On Saturday, two buses carrying reporters, photographers and TV cameramen dressed in white protective gear and wearing full-face masks were allowed to enter the Fukushima plant’s compound. The media tour gave journalists a chance to get close to the damaged reactor buildings and examine their outer structures.

Eight months after 13-meter tsunami swept in from the coast, broken windows still haven’t been repaired in many buildings as Tepco is still concentrating its resources on critical facilities such as the coolant injection and circulation systems for the reactors and the spent fuel pools.

A truck and several other vehicles that were swept up by the monster waves were seen still lying abandoned Saturday near a turbine building facing the sea.

The wrecked reactor buildings, whose iron frames were grotesquely bent and twisted, gave reporters on the media tour an indication of the magnitude of the hydrogen explosion that ripped through the reactor buildings of units 1, 3 and 4 soon after March 11.

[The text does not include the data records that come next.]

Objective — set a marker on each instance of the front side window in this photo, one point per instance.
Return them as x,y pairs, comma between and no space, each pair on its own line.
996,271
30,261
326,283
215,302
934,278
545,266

The damaged building of unit 4 appeared especially vulnerable in the even of a major aftershock. The upper parts of its concrete walls were almost completely destroyed, and a large crane could be seen above a spent fuel pool.

Kenji Sumita, a professor emeritus at Osaka University and a former deputy chief of the Nuclear Safety Commission of Japan, is also concerned about the vulnerability of the No. 4 unit. “If the spent fuel pool collapses, it would be a disaster,” he said in a phone interview.

Tepco, however, concluded that the quake-resistance of the unit 4 building is sufficient to guard against any large aftershocks, after conducting a computer simulation in May.

In July, Tepco also completed construction of concrete walls and iron pillars that support the bottom part of the spent fuel pool.

On weekdays, about 3,000 workers are undertaking repair work at the Fukushima No. 1 plant, and around 1,500 at weekends.

“What we actually feel here is that the Fukushima No. 1 plant has been stabilized,” Yoshida told Goshi Hosono, minister in charge of the nuclear crisis, during a meeting Saturday at the complex. “If this were not the case, I would refuse to allow thousands of workers to come to the plant and work here.”